Una volta che il testo sarà stato firmato dal presidente della repubblica e pubblicato nella Gazzetta ufficiale, il Libano sarà il 114mo stato ad aver abolito la pena di morte.
In totale gli stati che non ricorrono più alla pena capitale per legge o per prassi sono 145, a fronte dei 54 che la mantengono.
“Il voto del parlamento libanese è una vittoria di enorme importanza, che ha trasformato una precaria sospensione delle esecuzioni nella protezione giuridica del diritto alla vita. La giustizia deve essere fondata sui diritti umani”, ha dichiarato Heba Morayef, direttrice di Amnesty International per il Medio Oriente e l’Africa del Nord.
“Ci aspettiamo che le autorità libanesi commutino tutte le condanne a morte, ratifichino il Secondo protocollo opzionale al Patto internazionale sui diritti civili e politici, che ha per obiettivo l’abolizione della pena capitale, e che portino avanti ulteriori riforme per rafforzare un sistema giudiziario basato sulla dignità, sull’equità e sul rispetto per i diritti umani”, ha aggiunto Morayef.
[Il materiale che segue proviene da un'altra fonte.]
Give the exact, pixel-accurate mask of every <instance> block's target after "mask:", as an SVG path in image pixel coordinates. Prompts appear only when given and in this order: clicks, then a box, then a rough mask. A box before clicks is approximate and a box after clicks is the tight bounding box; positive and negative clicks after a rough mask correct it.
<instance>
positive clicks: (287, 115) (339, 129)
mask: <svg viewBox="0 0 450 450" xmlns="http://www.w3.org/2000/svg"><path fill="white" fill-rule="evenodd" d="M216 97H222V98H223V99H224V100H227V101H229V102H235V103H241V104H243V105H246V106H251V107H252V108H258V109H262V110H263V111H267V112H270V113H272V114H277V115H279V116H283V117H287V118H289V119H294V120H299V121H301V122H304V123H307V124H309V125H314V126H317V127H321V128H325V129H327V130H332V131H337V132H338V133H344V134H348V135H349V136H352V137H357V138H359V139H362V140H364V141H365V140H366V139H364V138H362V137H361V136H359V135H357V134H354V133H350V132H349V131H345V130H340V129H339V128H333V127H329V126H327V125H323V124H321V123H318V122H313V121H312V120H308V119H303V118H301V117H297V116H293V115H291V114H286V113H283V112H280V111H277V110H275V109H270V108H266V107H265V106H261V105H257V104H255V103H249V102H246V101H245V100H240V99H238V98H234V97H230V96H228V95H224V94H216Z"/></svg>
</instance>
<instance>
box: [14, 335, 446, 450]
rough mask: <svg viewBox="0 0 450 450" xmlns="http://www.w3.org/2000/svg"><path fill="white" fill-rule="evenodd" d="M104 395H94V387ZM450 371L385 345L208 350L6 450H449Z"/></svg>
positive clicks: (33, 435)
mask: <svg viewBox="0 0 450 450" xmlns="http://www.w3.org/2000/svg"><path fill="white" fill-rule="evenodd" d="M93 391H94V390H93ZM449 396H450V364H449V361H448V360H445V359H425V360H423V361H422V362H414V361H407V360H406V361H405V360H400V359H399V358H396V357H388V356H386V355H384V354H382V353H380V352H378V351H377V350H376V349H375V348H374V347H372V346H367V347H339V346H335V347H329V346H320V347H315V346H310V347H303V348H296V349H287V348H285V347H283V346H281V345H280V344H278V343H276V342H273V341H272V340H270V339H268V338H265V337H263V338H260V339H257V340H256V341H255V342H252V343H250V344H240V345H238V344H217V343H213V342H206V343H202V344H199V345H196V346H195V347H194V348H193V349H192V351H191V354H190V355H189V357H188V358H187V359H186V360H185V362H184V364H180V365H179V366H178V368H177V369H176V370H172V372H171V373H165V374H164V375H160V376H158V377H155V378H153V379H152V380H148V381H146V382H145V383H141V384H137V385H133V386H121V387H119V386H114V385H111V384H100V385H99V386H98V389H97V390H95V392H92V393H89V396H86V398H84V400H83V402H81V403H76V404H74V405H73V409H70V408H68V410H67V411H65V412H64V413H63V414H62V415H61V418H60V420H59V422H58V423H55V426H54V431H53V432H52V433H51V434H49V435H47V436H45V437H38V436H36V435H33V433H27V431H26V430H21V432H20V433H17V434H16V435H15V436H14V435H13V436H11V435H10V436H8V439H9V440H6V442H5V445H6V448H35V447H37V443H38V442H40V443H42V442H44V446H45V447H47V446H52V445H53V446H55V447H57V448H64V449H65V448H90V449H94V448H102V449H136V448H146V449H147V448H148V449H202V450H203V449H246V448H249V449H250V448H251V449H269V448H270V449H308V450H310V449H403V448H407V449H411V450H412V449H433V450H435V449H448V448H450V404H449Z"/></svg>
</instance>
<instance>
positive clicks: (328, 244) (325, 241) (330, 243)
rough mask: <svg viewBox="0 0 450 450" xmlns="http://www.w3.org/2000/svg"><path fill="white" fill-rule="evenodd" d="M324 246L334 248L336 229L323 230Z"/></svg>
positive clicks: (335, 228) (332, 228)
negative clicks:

Amnesty International ha sottolineato che l’adozione della legge abolizionista, proposta da sette deputati il 7 ottobre 2025, è anche frutto delle iniziative delle organizzazioni della società civile quali l’Associazione libanese per i diritti civili, la Campagna nazionale per l’abolizione della pena di morte in Libano e l’Associazione giustizia e perdono.
Secondo la direzione delle carceri libanesi, alla fine del gennaio 2026 erano 85 i prigionieri in attesa dell’esecuzione.